All of lore.kernel.org
 help / color / mirror / Atom feed
* [Patch net 00/16] net_sched: fix races with RCU callbacks
@ 2017-10-27  1:24 Cong Wang
  2017-10-27  1:24 ` [Patch net 01/16] net_sched: introduce a workqueue for RCU callbacks of tc filter Cong Wang
                   ` (17 more replies)
  0 siblings, 18 replies; 36+ messages in thread
From: Cong Wang @ 2017-10-27  1:24 UTC (permalink / raw)
  To: netdev
  Cc: Chris Mi, Cong Wang, Daniel Borkmann, Jiri Pirko, John Fastabend,
	Jamal Hadi Salim, Paul E. McKenney

Recently, the RCU callbacks used in TC filters and TC actions keep
drawing my attention, they introduce at least 4 race condition bugs:

1. A simple one fixed by Daniel:

commit c78e1746d3ad7d548bdf3fe491898cc453911a49
Author: Daniel Borkmann <daniel@iogearbox.net>
Date:   Wed May 20 17:13:33 2015 +0200

    net: sched: fix call_rcu() race on classifier module unloads

2. A very nasty one fixed by me:

commit 1697c4bb5245649a23f06a144cc38c06715e1b65
Author: Cong Wang <xiyou.wangcong@gmail.com>
Date:   Mon Sep 11 16:33:32 2017 -0700

    net_sched: carefully handle tcf_block_put()

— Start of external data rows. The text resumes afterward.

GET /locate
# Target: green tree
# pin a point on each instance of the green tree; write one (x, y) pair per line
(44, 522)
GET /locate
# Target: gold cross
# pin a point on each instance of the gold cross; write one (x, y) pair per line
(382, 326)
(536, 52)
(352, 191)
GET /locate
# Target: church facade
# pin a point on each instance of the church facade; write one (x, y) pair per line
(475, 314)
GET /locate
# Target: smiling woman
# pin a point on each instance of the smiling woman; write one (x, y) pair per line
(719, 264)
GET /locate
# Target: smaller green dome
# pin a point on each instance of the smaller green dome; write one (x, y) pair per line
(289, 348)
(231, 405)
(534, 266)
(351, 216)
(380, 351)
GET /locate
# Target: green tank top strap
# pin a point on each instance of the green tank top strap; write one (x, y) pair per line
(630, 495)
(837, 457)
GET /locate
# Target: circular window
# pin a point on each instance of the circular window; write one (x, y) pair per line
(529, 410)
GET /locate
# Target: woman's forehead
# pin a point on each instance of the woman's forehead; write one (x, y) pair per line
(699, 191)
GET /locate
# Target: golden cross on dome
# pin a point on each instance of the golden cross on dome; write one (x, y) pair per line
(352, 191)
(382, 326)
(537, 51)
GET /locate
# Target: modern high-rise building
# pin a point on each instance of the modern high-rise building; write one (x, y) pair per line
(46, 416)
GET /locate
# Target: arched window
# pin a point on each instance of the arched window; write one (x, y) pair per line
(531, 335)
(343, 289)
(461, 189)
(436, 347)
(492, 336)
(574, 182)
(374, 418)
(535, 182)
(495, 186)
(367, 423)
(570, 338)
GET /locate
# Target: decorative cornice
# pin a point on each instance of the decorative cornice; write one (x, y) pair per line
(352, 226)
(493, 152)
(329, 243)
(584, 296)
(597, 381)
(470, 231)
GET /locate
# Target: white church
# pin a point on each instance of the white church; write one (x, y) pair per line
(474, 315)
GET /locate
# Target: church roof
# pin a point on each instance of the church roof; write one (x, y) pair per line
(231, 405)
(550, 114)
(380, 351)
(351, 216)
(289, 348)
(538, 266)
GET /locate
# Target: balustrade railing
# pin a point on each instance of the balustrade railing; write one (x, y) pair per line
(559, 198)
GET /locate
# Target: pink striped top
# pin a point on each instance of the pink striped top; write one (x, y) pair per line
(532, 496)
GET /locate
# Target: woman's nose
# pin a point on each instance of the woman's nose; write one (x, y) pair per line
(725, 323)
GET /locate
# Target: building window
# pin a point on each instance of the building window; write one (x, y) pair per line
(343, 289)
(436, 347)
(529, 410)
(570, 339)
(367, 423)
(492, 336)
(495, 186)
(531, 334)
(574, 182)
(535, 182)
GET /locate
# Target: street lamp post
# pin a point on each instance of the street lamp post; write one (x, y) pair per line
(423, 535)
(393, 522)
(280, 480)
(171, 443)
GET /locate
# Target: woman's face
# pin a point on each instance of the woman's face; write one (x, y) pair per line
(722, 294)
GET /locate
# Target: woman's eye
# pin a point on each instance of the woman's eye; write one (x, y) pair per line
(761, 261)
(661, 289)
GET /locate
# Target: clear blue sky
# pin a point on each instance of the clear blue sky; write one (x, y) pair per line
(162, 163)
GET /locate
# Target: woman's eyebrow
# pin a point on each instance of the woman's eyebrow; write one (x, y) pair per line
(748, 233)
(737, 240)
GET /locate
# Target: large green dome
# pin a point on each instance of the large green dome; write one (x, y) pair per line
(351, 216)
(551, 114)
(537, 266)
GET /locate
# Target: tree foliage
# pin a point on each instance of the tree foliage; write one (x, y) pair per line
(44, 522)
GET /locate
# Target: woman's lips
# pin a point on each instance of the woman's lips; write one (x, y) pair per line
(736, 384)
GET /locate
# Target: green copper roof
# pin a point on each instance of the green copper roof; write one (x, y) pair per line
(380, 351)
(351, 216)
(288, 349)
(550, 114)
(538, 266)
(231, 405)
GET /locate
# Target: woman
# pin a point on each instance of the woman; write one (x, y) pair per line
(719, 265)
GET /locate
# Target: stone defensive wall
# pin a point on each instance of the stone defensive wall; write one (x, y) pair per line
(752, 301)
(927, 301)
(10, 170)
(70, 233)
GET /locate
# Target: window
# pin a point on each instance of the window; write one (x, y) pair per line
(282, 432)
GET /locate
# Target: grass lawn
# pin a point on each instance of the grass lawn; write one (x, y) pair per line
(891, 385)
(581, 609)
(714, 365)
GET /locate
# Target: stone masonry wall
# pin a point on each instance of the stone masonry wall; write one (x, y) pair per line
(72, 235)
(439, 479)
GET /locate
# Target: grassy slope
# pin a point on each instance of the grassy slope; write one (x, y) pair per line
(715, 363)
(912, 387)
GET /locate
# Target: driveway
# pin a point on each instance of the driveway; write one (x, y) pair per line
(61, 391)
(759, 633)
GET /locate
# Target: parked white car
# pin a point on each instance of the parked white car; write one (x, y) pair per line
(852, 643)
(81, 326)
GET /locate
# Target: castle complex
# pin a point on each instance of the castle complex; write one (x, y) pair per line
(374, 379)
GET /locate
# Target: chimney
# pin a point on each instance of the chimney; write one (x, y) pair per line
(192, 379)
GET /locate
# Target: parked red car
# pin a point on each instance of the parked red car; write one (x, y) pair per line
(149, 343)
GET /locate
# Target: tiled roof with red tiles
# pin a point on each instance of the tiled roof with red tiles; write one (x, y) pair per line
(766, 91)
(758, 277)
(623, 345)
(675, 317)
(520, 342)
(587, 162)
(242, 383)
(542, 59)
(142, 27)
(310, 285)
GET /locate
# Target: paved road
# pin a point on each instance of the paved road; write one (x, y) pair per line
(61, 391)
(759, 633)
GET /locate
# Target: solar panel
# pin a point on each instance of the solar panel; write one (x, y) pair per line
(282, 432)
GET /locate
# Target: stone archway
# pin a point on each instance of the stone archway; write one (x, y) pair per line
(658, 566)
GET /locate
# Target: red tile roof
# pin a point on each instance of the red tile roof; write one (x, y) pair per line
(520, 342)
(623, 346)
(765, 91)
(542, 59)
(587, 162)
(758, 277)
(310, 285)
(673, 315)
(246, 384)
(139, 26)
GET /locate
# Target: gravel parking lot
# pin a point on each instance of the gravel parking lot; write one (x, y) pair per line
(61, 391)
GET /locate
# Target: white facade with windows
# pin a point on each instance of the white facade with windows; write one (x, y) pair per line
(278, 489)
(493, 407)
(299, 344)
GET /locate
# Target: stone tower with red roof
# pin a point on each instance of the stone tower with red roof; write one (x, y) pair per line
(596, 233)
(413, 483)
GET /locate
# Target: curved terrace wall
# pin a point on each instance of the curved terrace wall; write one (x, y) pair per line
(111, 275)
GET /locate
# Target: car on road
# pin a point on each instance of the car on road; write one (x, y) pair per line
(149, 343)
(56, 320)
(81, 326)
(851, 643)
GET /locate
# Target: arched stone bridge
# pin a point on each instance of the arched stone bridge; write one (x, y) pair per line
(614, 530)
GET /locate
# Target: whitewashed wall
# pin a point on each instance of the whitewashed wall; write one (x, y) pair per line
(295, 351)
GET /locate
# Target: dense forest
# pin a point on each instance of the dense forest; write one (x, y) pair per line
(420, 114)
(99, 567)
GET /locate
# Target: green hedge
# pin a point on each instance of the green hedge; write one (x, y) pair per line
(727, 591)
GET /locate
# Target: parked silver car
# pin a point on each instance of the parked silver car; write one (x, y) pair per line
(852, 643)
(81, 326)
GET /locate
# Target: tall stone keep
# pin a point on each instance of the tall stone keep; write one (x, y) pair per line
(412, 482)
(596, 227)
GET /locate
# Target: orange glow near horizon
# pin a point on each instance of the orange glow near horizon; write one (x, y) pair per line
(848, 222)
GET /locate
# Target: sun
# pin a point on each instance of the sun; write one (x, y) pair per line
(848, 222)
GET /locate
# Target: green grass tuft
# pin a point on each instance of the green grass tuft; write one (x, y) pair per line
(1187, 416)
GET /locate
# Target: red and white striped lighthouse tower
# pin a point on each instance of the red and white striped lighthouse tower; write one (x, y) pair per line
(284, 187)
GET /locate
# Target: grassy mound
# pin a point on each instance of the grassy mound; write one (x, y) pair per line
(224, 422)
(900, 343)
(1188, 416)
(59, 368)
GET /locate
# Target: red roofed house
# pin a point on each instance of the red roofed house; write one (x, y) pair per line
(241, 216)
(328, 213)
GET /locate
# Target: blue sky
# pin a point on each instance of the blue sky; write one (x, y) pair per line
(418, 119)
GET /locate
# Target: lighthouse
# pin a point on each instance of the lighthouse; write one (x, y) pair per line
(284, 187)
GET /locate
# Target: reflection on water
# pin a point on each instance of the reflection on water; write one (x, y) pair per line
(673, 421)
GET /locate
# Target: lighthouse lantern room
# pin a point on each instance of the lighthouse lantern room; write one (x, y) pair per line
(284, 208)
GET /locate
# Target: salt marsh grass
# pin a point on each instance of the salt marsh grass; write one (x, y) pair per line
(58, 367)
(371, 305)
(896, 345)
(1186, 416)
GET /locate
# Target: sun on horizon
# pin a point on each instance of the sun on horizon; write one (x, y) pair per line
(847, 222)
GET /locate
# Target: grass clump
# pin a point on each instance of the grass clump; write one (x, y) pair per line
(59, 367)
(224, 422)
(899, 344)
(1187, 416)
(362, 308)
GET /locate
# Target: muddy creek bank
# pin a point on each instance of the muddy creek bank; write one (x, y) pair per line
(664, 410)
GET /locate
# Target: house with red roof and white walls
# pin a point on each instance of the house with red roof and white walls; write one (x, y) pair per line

3. Two more bugs found by Chris:
https://patchwork.ozlabs.org/patch/826696/
https://patchwork.ozlabs.org/patch/826695/

Usually RCU callbacks are simple, however for TC filters and actions,
they are complex because at least TC actions could be destroyed
together with the TC filter in one callback. And RCU callbacks are
invoked in BH context, without locking they are parallel too. All of
these contribute to the cause of these nasty bugs.

Alternatively, we could also:

a) Introduce a spinlock to serialize these RCU callbacks. But as I
said in commit 1697c4bb5245 ("net_sched: carefully handle
tcf_block_put()"), it is very hard to do because of tcf_chain_dump().
Potentially we need to do a lot of work to make it possible (if not
impossible).

b) Just get rid of these RCU callbacks, because they are not
necessary at all, callers of these call_rcu() are all on slow paths
and holding RTNL lock, so blocking is allowed in their contexts.
However, David and Eric dislike adding synchronize_rcu() here.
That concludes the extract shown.